Everstone offloads 25% stake in Restaurant Brands via block deals


Everstone Capital, promoter of Restaurant Brands Asia, has sold 25 per cent stake in the company for Rs 1,494 crore to a slew of investors via block deals on Friday.


The private equity (PE) firm will retain a 15.44 per cent stake in the company, which operates the Burger King brand in India.


With Friday’s transaction, Everstone has joined the club of several PE firms, which have exited their investments via block deals, taking advantage of the rising stock markets and investor appetite for quality stocks. 


Data shows that PE and venture capital (VC) firms exited Rs 57,338 crore worth of investments between January and August this year via block deals. This compares to Rs 41,051 crore in the same period of 2022, according to data from Prime Database (see chart).

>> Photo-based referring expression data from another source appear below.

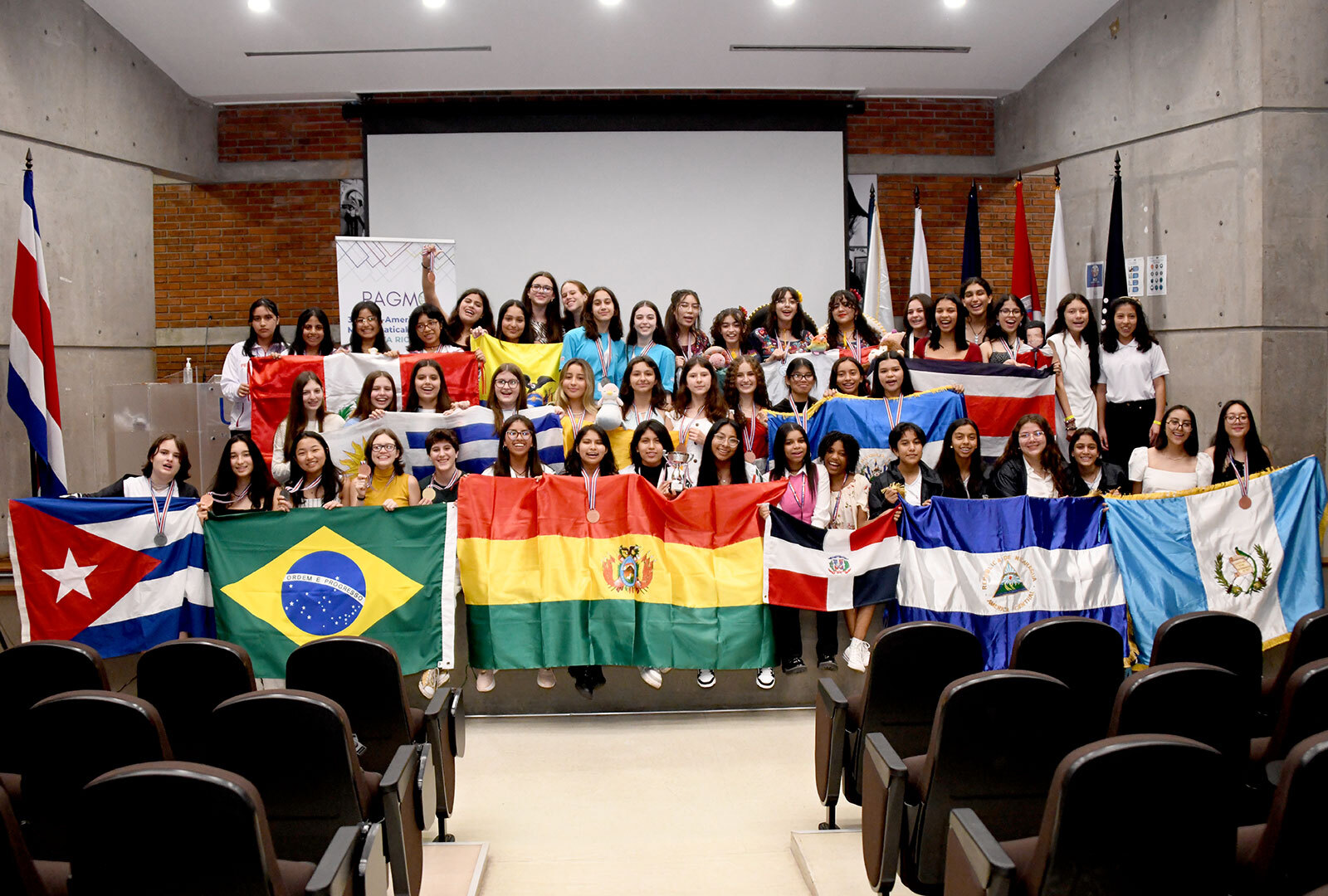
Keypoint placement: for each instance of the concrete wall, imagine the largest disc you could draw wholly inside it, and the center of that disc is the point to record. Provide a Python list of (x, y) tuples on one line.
[(101, 121), (1219, 110)]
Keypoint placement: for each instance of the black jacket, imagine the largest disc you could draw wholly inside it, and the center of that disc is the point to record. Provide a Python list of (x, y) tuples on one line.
[(876, 504)]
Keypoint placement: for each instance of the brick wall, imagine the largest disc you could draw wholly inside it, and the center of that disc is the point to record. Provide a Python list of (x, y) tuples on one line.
[(221, 247)]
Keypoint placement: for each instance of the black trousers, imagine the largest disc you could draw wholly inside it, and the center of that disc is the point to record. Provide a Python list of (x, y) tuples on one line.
[(1126, 429), (788, 632)]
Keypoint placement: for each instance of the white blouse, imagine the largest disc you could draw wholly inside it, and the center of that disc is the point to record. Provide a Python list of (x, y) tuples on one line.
[(1157, 480)]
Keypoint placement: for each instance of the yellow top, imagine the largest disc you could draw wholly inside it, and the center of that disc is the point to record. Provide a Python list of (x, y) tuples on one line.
[(384, 486)]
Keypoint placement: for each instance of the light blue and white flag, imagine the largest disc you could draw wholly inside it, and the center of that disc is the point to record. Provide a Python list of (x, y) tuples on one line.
[(1204, 551), (996, 566), (870, 421), (475, 426)]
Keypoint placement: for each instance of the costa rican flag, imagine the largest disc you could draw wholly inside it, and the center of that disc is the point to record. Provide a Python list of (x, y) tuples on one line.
[(33, 392), (814, 568)]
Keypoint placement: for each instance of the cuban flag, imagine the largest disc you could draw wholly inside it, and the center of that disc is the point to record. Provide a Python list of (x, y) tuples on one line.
[(1205, 551), (33, 392), (475, 428), (86, 570), (996, 566), (814, 568)]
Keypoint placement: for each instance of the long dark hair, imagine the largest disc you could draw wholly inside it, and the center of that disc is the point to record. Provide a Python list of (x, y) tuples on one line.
[(1051, 457), (380, 342), (1192, 442), (330, 477), (661, 433), (413, 400), (325, 347), (1257, 457), (878, 391), (574, 468), (947, 468), (1142, 335), (261, 481), (502, 464), (251, 340), (295, 417), (960, 329), (1091, 335), (710, 475)]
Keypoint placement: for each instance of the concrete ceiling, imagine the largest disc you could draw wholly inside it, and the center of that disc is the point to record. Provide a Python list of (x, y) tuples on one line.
[(584, 44)]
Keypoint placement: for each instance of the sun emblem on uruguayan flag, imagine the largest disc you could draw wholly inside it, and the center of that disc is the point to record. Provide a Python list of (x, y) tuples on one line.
[(632, 570)]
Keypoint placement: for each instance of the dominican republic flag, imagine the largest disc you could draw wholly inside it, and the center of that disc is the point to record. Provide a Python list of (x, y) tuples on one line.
[(816, 568), (475, 428), (995, 396), (33, 392), (1204, 551), (343, 377), (86, 570), (996, 566)]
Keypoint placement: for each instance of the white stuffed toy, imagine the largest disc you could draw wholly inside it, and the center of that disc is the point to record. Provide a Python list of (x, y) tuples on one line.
[(610, 408)]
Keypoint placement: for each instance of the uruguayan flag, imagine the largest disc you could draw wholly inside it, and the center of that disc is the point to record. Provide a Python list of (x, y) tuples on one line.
[(475, 426), (996, 566), (1204, 551)]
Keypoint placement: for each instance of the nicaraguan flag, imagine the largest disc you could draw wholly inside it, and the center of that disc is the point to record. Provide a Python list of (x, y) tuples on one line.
[(996, 566), (1204, 551), (870, 421), (86, 570), (838, 568)]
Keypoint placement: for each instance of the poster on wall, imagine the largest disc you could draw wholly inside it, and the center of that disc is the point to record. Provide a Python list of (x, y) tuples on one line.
[(387, 271)]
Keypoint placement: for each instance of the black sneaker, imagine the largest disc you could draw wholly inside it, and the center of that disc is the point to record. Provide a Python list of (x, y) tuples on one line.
[(793, 667)]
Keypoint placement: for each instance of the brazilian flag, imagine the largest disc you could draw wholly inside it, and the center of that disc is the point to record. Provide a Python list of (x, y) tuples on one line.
[(281, 581)]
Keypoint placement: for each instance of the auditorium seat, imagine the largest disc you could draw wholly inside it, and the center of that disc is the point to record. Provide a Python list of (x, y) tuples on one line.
[(20, 874), (1132, 816), (296, 747), (199, 830), (1086, 654), (995, 743), (1282, 856), (364, 677), (910, 665), (39, 670), (1308, 643), (70, 740), (185, 680), (1218, 639)]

Some of the top exits include Baring PE selling its 26.6 per cent stake in Coforge for Rs 7,684 crore. Recently, China-based Alibaba group firm Antfin sold its stake worth Rs 2,037 crore in Paytm, and Tiger Global sold its 1.44 per cent stake in Zomato for Rs 1,124 crore via block deals.


“In terms of private equity investments, the best thing that’s happened is that exits are much easier now. A lot of PE exits have happened through block deals. In the last two months, eight trades have taken place,” said Manisha Girotra, chief executive officer (CEO) of Moelis India.

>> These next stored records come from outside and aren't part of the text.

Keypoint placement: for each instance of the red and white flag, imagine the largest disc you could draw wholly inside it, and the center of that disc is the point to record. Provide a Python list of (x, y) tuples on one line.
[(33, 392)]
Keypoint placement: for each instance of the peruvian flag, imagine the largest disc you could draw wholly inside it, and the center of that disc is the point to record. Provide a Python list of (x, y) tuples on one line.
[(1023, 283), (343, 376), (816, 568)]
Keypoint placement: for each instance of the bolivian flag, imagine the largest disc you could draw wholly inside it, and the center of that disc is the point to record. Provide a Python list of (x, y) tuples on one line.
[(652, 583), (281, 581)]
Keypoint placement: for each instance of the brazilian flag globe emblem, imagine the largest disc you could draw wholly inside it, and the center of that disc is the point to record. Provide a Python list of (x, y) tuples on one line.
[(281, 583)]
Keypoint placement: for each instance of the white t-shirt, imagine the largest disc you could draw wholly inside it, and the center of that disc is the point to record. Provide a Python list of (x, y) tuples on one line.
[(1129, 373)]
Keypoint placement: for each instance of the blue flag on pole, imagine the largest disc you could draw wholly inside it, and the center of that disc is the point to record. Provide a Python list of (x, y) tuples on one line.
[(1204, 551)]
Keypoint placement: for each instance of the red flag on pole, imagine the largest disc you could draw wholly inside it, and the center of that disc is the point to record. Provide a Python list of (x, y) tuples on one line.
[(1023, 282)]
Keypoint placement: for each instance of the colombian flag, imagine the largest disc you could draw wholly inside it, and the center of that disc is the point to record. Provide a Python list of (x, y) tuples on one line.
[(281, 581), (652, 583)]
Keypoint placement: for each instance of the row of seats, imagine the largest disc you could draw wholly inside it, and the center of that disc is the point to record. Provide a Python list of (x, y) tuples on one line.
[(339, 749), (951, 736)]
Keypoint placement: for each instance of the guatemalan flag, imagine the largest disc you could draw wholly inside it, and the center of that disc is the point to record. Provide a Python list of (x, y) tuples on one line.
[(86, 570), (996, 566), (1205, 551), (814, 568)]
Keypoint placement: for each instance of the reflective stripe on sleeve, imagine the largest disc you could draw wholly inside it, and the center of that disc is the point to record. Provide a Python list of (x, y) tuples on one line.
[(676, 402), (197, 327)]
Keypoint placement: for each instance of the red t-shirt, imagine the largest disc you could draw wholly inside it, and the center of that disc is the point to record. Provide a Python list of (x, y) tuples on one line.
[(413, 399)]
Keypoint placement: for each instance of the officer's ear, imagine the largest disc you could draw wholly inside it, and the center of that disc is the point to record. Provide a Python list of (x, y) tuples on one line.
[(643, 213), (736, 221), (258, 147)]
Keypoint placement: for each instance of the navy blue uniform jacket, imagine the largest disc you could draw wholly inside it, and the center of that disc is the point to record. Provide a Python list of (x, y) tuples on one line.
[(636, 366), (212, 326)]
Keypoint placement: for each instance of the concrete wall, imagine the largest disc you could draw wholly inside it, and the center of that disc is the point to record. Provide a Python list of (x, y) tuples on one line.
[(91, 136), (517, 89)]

Bankers said as secondary markets stabilised and touched new highs, private equity investors and promoter sales via block deals have dominated the equity sell-down activity over the last two years.


“Many private equity investors have been enthused with success achieved through sell downs on the secondary markets. This opens up sustainable alternative routes to exits through mergers and sale to other private equity investors,” said a banker.

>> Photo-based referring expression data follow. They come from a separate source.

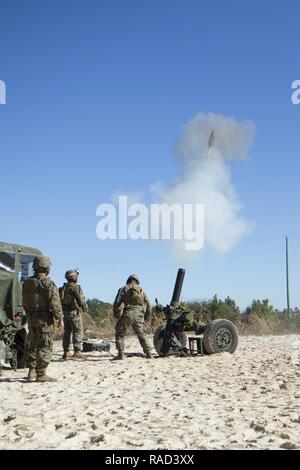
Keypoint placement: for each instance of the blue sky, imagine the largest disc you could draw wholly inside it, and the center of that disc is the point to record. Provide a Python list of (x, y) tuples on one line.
[(98, 93)]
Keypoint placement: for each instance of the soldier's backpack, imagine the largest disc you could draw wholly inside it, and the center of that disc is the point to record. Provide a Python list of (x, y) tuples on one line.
[(67, 297), (134, 295), (36, 294)]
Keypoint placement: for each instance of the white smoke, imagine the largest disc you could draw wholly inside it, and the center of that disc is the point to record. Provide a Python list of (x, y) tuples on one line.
[(206, 179)]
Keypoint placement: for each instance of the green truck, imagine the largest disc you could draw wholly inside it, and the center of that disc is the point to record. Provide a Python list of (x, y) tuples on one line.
[(15, 266)]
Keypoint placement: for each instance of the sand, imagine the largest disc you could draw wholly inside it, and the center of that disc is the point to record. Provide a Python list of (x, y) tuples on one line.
[(248, 400)]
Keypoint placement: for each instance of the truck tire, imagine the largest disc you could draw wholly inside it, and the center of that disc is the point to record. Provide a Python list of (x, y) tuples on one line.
[(220, 336), (159, 337)]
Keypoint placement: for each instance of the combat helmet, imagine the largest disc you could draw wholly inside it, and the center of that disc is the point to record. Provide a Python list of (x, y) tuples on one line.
[(72, 274), (41, 263), (133, 277)]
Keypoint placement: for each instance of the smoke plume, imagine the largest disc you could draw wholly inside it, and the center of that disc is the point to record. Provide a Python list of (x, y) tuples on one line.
[(206, 179)]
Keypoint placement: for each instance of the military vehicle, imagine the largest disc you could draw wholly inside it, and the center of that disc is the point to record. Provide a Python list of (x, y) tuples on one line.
[(15, 266), (171, 338)]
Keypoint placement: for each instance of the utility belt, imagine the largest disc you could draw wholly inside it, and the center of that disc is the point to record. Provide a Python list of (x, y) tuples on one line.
[(74, 311), (32, 310), (129, 307)]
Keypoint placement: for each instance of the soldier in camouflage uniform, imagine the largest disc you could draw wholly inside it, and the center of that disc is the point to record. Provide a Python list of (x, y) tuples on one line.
[(135, 305), (73, 304), (42, 306)]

“We are witnessing financialisation of corporate India due to the avalanche of private capital coming into India. In the last 2-3 years, private equity investors have been taking control in listed companies in addition to investment in unlisted subsidiaries and private companies. Many of these private investments have seen exits at high valuations, thereby giving confidence around sustainability and depth of the Indian market,” said S Ramesh, managing director (MD) & CEO, Kotak Investment Banking.


These investors continue to ideate and evaluate a number of investment opportunities, a reasonable proportion of which will likely result in new deals.


“These sell downs would help improve liquidity, deepen equity markets and reduce impact costs,” he said.